Contract (FCPO) Approx. level (MYR/t) Change vs. prior day Approx. EUR/t*
Nearby (Apr–Jun 2026) ≈ 4,500–4,600 +0.2% to +0.3% ≈ 880–900
Deferred (2027) ≈ 4,300–4,400 Mostly steady ≈ 840–860
Long-term (2028+) ≈ 4,200–4,300 Unchanged, illiquid ≈ 820–840

*EUR conversion based on ~5.1 MYR/EUR, indicative only.

🌍 Demand, Trade Flows & Macro Links

Demand from India is currently a key drag: several Indian edible oil refiners have scaled back purchases of palm, soybean and sunflower oil, betting that the price rally triggered by the Iran war will not be sustained. This pause in buying is curbing nearby export interest from Malaysia and Indonesia and contributed to the recent two‑week low in futures. A similar pattern is visible in other price‑sensitive markets, where buyers are rationing demand or delaying tenders until volatility in crude and freight eases.

Nevertheless, palm oil continues to benefit indirectly from strength in the wider vegetable oil complex. Soyoil in Chicago has risen sharply in recent sessions, underpinned by expectations that the US Environmental Protection Agency will tighten biodiesel and renewable diesel blending mandates for 2026–2027. Higher soyoil prices improve the relative competitiveness of palm oil, especially in markets where refiners can switch between feedstocks based on pricing spreads.

📊 Fundamentals & Policy Drivers

Underlying fundamentals remain broadly balanced but with notable policy‑driven upside risks. The US EPA is expected to publish updated biodiesel blending requirements for 2026 and 2027 within days, possibly ahead of a scheduled presidential meeting with farmers and industry representatives. Stronger‑than‑expected mandates would tighten global vegoil balances over the medium term, channel more demand into soyoil and used cooking oil, and by substitution raise the floor under palm oil values.

At the same time, the broader energy backdrop remains volatile.
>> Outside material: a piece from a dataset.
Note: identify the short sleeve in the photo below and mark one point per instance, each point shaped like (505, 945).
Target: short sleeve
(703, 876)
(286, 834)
Oil prices spiked after the Iran conflict disrupted Middle East flows and then retreated as markets priced in possible de‑escalation and partial reopening of the Strait of Hormuz. Recent sessions show Brent and WTI pulling back from their highs but still trading at elevated levels, keeping biodiesel economics broadly supportive and encouraging mandates and discretionary blending to remain in focus for policymakers and refiners.

🌦️ Weather & Production Outlook

No acute weather shock is currently dominating the palm oil narrative, and recent price moves have been driven more by demand, policy and macro factors than by production losses. Seasonal output in Southeast Asia is in a relatively benign phase, and markets are more focused on how any future El Niño/La Niña developments could shape 2026–2027 yields rather than on immediate crop threats. For now, forward discounts for 2027–2028 suggest that traders assume broadly adequate supply once current geopolitical risk premia fade.
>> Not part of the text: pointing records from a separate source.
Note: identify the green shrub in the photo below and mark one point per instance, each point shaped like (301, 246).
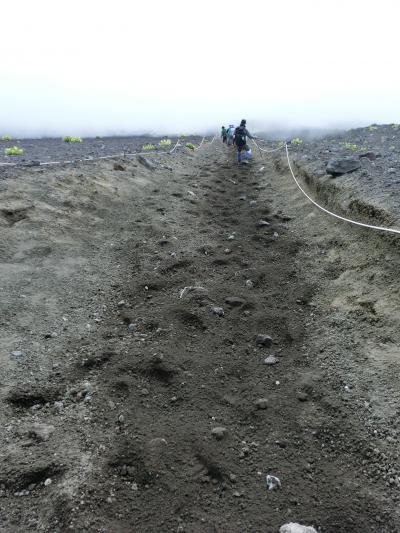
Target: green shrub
(68, 138)
(165, 142)
(148, 147)
(13, 150)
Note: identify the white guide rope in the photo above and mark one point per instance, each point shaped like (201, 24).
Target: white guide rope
(378, 228)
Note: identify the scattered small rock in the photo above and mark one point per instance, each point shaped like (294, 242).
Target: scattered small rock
(342, 165)
(193, 290)
(264, 340)
(235, 301)
(273, 483)
(219, 432)
(370, 155)
(302, 396)
(146, 162)
(270, 360)
(293, 527)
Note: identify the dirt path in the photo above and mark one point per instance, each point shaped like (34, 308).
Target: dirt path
(119, 375)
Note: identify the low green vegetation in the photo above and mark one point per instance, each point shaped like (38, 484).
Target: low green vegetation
(165, 142)
(148, 147)
(13, 150)
(68, 138)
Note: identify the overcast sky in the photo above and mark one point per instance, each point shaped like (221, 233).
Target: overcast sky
(96, 67)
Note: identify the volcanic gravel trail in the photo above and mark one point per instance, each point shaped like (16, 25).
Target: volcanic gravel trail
(142, 391)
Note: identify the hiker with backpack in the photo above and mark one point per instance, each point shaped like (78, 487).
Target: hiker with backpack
(240, 141)
(223, 134)
(229, 134)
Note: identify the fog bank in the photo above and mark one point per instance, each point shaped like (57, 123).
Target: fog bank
(94, 68)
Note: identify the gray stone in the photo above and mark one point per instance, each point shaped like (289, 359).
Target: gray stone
(219, 432)
(146, 162)
(264, 340)
(261, 403)
(342, 165)
(40, 432)
(235, 301)
(370, 155)
(293, 527)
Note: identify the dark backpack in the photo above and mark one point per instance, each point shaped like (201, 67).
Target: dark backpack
(240, 136)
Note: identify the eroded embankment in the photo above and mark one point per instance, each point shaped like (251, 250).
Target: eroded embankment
(341, 195)
(141, 390)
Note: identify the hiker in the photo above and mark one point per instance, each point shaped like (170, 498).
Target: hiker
(223, 134)
(240, 141)
(229, 134)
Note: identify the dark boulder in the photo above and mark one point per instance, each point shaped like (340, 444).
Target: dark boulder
(342, 165)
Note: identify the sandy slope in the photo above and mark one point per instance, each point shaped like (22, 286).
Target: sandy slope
(115, 402)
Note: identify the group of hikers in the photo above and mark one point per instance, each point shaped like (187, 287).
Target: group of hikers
(238, 137)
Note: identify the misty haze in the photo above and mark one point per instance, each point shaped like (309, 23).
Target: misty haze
(199, 267)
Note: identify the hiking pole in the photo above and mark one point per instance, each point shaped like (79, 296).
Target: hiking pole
(259, 149)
📆 Trading Outlook & Strategy

  • Short-term (next days): Expect a choppy, range‑bound market, with nearby support from firmer soyoil and crude and resistance from weak Indian demand and macro uncertainty. Intraday direction will likely track Chicago soyoil and crude oil swings.
  • Medium-term (into 2H26–2027): EPA’s biodiesel blending decision is the key event risk; a stronger mandate would be bullish for the entire vegoil complex and could flatten or even invert the currently discounted back months.
  • Risk management: Importers may consider layering in coverage on price dips near the lower end of the recent range, while producers and crushers could use the slight recovery to extend hedges in the 2027 strip, where prices still embed a notable discount to nearby values.

📍 3‑Day Directional Price Indication (EUR)

  • Bursa Malaysia FCPO (nearby, Apr–Jun 2026): Bias mildly firmer in EUR terms, tracking any further recovery in crude and soyoil; expected range roughly 860–910 EUR/t.
  • Deferred FCPO (2027 strip): Likely to lag nearby gains; range‑bound with a modest upward bias around 830–870 EUR/t as biofuel news is digested.
  • Physical CIF India West Coast: Spot demand remains soft; basis could weaken slightly against futures even if benchmark prices edge higher, maintaining a cautious tone among refiners.